Dissertations, Theses, and Capstone Projects

Date of Degree

6-2014

Document Type

Dissertation

Degree Name

Ph.D.

Program

English

Advisor

Peter Hitchcock

Subject Categories

Asian History | Asian Studies

Keywords

Critical Theory, Cultural Studies, Malaysia, National Identity, Postcolonial Studies, Race

Abstract

In recent decades, literary studies has experienced a global turn, often understood as a move beyond national paradigms of analysis, which are deemed to be narrow and particularistic. Although wary of the tacit universalizing tendencies of global frames, scholars of race and postcoloniality have critically embraced the global by arguing for the need to theorize transnationalism from marginalized perspectives. However, casting the global and the national in oppositional terms ignores the fact that national racial ideologies both actively shape and are shaped by globally circulating ideas about race. An understudied site in postcolonial studies, Malaysia--formerly known as Malaya--is an exemplary case that unsettles this binary opposition. Informed by racialized distinctions between "native" and "migrants" inherited from colonial rule, the constitutionalized "special position" of "bumiputera" (literally sons of the earth or autochthonous group) citizens effectively renders race a defining aspect of national identity.

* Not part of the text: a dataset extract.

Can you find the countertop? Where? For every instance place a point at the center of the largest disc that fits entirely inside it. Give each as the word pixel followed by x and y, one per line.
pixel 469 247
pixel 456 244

This dissertation presents translation as an entry point into theorizing the relation between the national and the global in the production of the Malaysian racial imaginary. Drawing on theories of cultural translation, I begin with the premise that translation is a process of figuration, rather than a transfer of uncontaminated cultural essence, from one mode of signification to another. Through analyses of graphic narratives, novels and films, I consider how various modes of translation are used in these texts both to articulate a common national identity that unifies these groups, and, at the same time, to maintain their racialized distinctions. I argue that discerning the modes of translation embedded in the process of national identity formation--what I call, reading nation in translation--elucidates the transnational historical forces, be it the reordering of the British Empire amidst its impending end; the burgeoning global Cold War; or the intensification of global financial capitalism in the late twentieth-century, that shape the national racial imaginary. Reading nation in translation thus contributes toward a critical conception of transnationalism, one that not only presents the nation and the global as oppositional frames of analysis, but as mutually haunting one another. In foregrounding the global forces, both past and present, that animate the national racial imaginary, it also argues for the importance of attending to processes of racialization as a mode of globalization.